Spécial week-end | Dix ans après la crise migratoire, quelle influence reste-t-il à la droite européenne ?
Si les partis nationalistes ont réussi à imposer les thèmes de l’immigration, de l’identité et de la souveraineté, leur accession au pouvoir les a souvent contraints à davantage de pragmatisme.


Dix ans après la crise migratoire de 2015, qui avait profondément bouleversé le paysage politique européen, la réalité de 2026 apparaît bien plus nuancée que ne le laissaient présager les scénarios les plus alarmistes. Une fois aux responsabilités, plusieurs formations de droite radicale ont dû composer avec les contraintes du pouvoir, tandis que leurs adversaires politiques adoptaient eux-mêmes des positions plus fermes sur les questions migratoires. »
L’un des phénomènes majeurs de la dernière décennie réside dans l’évolution des partis traditionnels. Face aux inquiétudes liées à l’immigration, à l’identité nationale et à la sécurité, de nombreux gouvernements de centre droit et même certains partis modérés ont durci leur discours et leurs politiques. Cette stratégie a progressivement privé les formations populistes de leur principal avantage électoral.

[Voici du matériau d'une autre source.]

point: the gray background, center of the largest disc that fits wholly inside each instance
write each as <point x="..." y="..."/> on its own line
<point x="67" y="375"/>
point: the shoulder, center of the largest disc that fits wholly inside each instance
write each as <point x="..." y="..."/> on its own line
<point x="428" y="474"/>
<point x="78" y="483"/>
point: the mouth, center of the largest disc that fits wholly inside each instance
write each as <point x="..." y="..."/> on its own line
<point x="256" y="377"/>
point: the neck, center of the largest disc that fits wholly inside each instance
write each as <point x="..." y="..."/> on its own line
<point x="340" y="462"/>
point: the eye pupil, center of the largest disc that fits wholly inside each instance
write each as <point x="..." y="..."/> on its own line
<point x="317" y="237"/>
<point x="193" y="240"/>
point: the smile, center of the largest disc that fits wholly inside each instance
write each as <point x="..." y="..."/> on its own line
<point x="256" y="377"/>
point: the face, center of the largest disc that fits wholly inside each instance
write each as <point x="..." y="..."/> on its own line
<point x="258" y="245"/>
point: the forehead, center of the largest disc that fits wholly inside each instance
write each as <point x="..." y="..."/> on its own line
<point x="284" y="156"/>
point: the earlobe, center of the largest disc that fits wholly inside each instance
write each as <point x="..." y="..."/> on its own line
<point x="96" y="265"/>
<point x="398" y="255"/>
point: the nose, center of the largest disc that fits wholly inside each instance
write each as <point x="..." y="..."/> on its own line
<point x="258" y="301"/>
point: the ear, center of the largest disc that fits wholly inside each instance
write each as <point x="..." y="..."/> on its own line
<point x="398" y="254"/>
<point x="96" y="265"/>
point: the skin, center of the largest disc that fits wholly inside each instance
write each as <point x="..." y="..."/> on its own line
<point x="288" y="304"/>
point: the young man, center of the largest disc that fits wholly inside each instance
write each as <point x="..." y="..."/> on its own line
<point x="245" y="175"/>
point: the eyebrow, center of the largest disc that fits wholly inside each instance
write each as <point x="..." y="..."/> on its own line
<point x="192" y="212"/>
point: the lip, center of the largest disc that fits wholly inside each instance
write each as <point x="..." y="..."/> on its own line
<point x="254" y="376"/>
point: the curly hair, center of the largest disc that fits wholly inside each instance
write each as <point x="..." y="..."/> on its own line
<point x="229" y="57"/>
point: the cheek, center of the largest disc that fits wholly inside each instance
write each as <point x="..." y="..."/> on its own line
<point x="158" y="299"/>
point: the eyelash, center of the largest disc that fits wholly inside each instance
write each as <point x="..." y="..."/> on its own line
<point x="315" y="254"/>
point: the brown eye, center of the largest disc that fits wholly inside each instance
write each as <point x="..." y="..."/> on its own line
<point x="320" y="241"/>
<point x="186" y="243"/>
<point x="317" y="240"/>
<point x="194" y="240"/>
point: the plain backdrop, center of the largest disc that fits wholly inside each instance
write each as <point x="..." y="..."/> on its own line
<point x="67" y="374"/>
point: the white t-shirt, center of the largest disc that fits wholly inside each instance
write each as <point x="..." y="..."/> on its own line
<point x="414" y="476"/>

Aux Pays-Bas, Geert Wilders a remporté une victoire électorale historique en 2023, mais son arrivée aux portes du pouvoir l’a contraint à modérer plusieurs de ses propositions afin de préserver les équilibres de coalition. En Italie, Giorgia Meloni a également adopté une approche plus pragmatique que celle affichée durant sa campagne, privilégiant la stabilité économique et les relations avec l’Union européenne.

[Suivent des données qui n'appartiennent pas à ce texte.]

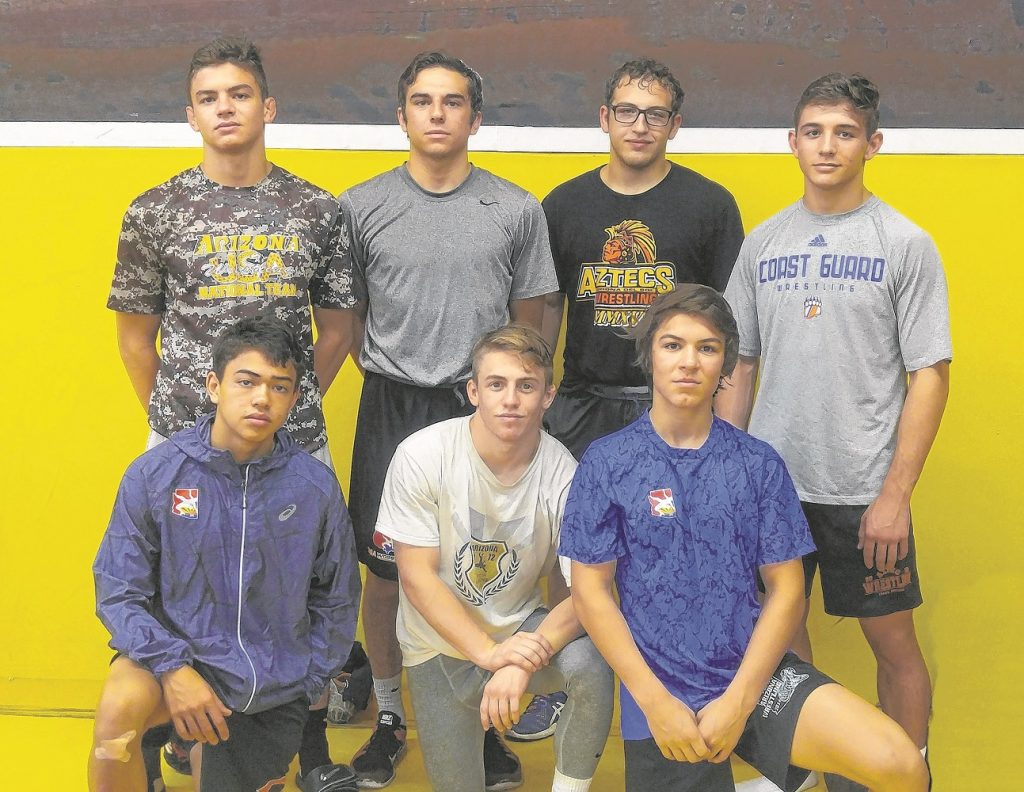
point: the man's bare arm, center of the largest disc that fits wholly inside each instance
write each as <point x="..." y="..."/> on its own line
<point x="334" y="341"/>
<point x="885" y="527"/>
<point x="735" y="399"/>
<point x="137" y="344"/>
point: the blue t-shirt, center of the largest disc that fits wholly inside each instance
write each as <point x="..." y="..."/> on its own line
<point x="688" y="529"/>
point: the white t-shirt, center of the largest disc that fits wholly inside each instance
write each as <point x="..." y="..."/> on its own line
<point x="497" y="541"/>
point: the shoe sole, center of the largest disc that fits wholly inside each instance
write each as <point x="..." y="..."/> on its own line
<point x="364" y="783"/>
<point x="504" y="785"/>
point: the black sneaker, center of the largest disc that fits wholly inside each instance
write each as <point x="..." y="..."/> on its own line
<point x="350" y="690"/>
<point x="501" y="767"/>
<point x="177" y="754"/>
<point x="375" y="761"/>
<point x="328" y="778"/>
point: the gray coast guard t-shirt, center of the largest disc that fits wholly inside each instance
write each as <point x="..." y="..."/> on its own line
<point x="438" y="271"/>
<point x="839" y="308"/>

En Allemagne, l’AfD continue de progresser dans les urnes et influence fortement le débat public, notamment sur les questions migratoires. Toutefois, les mécanismes institutionnels et le refus des autres partis de gouverner avec elle limitent encore son accès au pouvoir.
À l’inverse, l’Espagne demeure une exception. Le gouvernement de Pedro Sánchez poursuit une politique migratoire plus ouverte, en rupture avec la tendance observée dans plusieurs pays européens.

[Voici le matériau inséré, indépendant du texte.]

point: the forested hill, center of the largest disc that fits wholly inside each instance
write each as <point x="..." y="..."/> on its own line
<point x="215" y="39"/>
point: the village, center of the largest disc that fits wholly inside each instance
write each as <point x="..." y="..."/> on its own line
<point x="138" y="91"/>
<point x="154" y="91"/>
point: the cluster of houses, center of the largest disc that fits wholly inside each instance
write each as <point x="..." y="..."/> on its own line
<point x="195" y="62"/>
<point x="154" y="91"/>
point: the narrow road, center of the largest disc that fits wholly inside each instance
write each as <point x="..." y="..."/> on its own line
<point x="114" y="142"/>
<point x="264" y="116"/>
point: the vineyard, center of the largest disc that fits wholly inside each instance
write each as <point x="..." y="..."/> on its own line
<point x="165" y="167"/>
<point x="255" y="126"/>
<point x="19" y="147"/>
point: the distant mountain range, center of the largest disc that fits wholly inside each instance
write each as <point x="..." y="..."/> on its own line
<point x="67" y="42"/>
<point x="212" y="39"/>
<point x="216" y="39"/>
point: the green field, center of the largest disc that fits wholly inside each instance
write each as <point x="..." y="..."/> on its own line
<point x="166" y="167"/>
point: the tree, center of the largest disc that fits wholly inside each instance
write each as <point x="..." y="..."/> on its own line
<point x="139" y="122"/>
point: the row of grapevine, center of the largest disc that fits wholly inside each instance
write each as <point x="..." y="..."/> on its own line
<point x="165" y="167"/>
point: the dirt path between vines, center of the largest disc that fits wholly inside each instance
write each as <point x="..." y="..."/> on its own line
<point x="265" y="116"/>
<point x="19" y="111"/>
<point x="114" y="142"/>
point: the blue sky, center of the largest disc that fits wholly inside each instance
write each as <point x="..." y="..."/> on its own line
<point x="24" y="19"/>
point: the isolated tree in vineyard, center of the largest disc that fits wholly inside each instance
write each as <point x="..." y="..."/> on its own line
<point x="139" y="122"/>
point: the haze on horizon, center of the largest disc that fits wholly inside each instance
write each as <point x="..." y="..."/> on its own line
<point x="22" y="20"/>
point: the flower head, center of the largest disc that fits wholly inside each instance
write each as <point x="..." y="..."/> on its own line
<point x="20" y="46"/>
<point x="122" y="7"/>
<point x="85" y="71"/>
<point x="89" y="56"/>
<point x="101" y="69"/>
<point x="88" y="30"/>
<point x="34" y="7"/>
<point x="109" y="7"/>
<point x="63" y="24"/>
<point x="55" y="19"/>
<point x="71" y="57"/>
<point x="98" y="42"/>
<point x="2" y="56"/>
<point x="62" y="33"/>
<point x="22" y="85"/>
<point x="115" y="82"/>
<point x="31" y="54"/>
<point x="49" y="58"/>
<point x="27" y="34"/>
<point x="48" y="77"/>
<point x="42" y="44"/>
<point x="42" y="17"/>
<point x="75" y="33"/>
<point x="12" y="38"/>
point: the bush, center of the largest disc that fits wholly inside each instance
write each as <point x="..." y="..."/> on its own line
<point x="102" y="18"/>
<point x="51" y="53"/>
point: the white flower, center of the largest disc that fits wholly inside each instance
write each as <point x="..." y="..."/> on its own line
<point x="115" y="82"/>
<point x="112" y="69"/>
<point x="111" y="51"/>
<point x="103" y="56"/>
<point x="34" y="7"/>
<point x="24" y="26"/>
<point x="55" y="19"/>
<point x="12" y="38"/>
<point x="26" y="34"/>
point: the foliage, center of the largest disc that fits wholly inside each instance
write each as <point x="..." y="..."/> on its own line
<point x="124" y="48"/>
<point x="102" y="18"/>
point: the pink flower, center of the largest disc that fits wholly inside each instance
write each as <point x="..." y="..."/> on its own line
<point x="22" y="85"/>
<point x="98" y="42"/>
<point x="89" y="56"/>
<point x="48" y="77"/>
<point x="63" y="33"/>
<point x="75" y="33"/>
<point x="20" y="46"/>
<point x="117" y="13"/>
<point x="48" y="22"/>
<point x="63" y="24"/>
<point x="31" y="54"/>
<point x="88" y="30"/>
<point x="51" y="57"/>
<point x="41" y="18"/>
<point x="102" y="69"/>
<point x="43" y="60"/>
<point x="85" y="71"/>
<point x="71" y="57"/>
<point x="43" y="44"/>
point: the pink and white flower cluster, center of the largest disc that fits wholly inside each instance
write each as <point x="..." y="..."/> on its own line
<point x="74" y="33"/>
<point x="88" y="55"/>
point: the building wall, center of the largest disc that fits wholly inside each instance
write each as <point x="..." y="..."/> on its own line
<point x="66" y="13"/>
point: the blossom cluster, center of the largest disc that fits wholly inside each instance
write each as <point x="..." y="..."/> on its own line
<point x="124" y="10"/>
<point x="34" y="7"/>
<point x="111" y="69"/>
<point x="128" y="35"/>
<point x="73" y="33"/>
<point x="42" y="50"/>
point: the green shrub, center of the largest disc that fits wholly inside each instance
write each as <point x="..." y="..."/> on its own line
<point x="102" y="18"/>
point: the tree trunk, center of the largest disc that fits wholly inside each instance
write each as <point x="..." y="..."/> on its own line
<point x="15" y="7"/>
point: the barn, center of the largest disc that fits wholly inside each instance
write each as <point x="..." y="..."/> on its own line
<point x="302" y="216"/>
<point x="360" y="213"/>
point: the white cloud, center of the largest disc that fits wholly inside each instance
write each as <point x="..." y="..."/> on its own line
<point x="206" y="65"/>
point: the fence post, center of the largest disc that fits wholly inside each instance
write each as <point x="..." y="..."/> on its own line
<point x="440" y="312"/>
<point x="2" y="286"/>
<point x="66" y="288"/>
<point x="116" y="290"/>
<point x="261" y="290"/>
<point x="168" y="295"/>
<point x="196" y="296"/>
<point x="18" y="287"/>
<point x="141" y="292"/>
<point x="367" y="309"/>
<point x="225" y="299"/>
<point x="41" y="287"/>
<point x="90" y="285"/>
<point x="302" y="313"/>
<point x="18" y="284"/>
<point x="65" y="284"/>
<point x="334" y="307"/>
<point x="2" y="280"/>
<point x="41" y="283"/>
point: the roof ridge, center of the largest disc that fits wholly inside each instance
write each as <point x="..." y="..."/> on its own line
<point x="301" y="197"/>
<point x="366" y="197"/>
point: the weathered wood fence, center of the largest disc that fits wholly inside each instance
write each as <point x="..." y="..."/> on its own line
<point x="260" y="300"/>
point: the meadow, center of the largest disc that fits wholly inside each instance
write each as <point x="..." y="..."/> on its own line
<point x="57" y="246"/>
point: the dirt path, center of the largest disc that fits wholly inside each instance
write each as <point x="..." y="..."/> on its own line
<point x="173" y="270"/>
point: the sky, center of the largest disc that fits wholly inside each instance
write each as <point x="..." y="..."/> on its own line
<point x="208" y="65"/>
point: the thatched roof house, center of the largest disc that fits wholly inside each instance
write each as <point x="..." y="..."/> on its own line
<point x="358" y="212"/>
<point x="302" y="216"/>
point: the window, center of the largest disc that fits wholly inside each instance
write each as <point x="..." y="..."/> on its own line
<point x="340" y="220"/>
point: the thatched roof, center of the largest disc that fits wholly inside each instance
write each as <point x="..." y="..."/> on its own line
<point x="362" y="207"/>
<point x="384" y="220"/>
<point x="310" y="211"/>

Au final, l’Europe n’a pas connu la révolution politique annoncée par certains. La droite a incontestablement déplacé le centre de gravité du débat public, mais elle a aussi été transformée par l’exercice du pouvoir. En 2026, elle apparaît davantage comme une composante durable du paysage politique européen que comme une force capable de renverser l’ordre établi.